The limited number of known landslides that have triggered tsunamis in the past is not sufficient to enable a data-driven analysis. Hence, a heuristic approach is adopted in this study. It consists of the following 4 steps.

(1) Orientation workshop: A group of international scientists working on landslides and tsunamis discusses and selects parameters that might be relevant for the analysis.

(2) Online survey: The parameters selected in step (1) are ranked by a larger group of scientists.

(3) Result workshop: The survey results are discussed in another workshop.

(4) Susceptibility analysis: The parameter ratings from the online survey are transformed into a model for tsunamigenic landslide susceptibility evaluation and a susceptibility analysis for a pilot area in Indonesia is conducted.

During the orientation workshop, 37 parameters were selected to be considered for the susceptibility analysis. As part of the online survey, these were evaluated by a total of 25 scientists working on landslides and tsunamis. For landslide susceptibility in Indonesia, subaerial and submarine slope angle, presence of oversteeped slopes, landform, lithology, presence of lowly consolidated sediments, distance to active tectonic faults, depth and magnitude of historic earthquakes, precipitation, and pore water pressures were voted as crucial parameters. The work on this study is still ongoing and step (4) is planned to be conducted in the future.

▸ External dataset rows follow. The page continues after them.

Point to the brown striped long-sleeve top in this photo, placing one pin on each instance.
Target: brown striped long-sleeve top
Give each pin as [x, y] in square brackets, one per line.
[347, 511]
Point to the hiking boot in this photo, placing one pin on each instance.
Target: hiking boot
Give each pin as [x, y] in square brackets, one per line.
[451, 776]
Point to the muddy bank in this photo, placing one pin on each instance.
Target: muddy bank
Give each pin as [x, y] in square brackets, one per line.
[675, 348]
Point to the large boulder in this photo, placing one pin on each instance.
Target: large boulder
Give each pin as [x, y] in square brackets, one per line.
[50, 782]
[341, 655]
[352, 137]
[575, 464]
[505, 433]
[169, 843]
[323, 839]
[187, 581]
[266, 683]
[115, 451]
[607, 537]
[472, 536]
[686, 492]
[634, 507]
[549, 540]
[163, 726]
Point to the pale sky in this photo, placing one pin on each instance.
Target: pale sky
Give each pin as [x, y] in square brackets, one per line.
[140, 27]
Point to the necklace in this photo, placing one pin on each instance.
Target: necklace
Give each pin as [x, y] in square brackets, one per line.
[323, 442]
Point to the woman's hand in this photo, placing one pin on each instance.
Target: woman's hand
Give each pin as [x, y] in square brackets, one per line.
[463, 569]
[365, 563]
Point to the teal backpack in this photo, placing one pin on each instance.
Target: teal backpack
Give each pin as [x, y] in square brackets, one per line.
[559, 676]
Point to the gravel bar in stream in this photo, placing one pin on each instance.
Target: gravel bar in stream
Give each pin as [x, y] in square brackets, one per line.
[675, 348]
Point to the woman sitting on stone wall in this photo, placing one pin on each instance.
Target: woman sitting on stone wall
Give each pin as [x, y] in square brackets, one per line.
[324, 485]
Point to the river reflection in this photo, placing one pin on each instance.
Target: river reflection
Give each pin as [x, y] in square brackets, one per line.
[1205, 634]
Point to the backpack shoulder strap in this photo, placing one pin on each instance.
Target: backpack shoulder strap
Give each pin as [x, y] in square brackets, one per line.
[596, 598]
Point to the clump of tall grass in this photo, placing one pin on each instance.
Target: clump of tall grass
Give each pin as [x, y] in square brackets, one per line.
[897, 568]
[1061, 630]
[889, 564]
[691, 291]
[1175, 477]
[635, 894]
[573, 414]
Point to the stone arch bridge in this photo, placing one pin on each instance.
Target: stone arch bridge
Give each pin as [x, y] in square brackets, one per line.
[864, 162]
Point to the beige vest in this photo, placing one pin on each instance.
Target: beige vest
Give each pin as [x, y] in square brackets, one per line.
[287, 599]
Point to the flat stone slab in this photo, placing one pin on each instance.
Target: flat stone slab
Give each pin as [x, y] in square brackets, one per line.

The results of tsunamigenic landslide susceptibility mapping can aid local officials in elaborating mitigation measures for this type of tsunami. Even minor earthquakes in these areas could trigger landslides, creating waves despite not typically causing seismic tsunamis. Hence, it might be necessary to adapt land-use and evacuation plans in at-risk regions to account for both seismic and landslide-induced tsunamis. The limited availability of high-resolution data representing the submarine environment is the main obstacle, which hampers a deeper analysis of submarine landslide susceptibility and the potential for tsunami wave generation. Future efforts must be made to close this data gap and enable effective protection of coastal populations from landslide-induced tsunamis.